The permit was signed by the Bureau of Land Management, the National Park Service and Alaska’s state-owned development corporation — the Alaska Industrial Development and Export Authority. It allows the privately-owned road to pass through lands controlled by the federal government.
A company called Ambler Metals LLC, a subsidiary of British Columbia-based Trilogy Metals hopes to use the road to access copper, gold, zinc and other mineral deposits in the area, in cooperation with the NANA regional Native corporation.
The road would stretch 211 miles from the Dalton Highway to the Ambler Mining District east of Kotzebue along the Kobuk River. Environmentalists are most opposed to the part of the project that would cross Gates of the Arctic National Park and Preserve.
Bridget Psarianos is an attorney for Trustees for Alaska.
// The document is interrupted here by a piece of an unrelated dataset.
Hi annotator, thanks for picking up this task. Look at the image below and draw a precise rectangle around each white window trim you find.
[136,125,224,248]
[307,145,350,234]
The group has filed numerous lawsuits on behalf of conservation groups opposed to the project.
“Putting a gravel road through that area is going to really significantly and negatively impact the environment in that region,” Psarianos said. “The water quality, air quality, wildlife and the communities that are in that region.”
Subsistence advocates have also filed lawsuits over the road, fearful that construction of the project would impact the migration of caribou, a staple of the local Inupiaq diet in Northwest Alaska.
In its environmental assessment released last March, BLM officials flagged potential impacts to local water and air quality, as well as to wildlife migration and erosion.
The project has received millions of dollars in state support. In a statement, Gov. Mike Dunleavy described future efforts in the mining district as responsible resource development that is “key to providing high wage jobs to Alaskans and their families.”
The right-of-way permit came the same day that AIDEA also made the majority of oil lease bids on land tracts in the Arctic National Wildlife Refuge. Considering the pro-resource development attitudes of the waning Trump administration, Psarianos with Trustees for Alaska described these recent decisions as rushed.
“What we’re seeing right now is just a last-ditch, desperate effort by the Trump administration to rubber-stamp as many permits as it can before it leaves office,” Psarianos said.
Psarianos described the decision this week as one of many procedural steps in a lengthy process to get the road built. Construction would still be several years away at the minimum.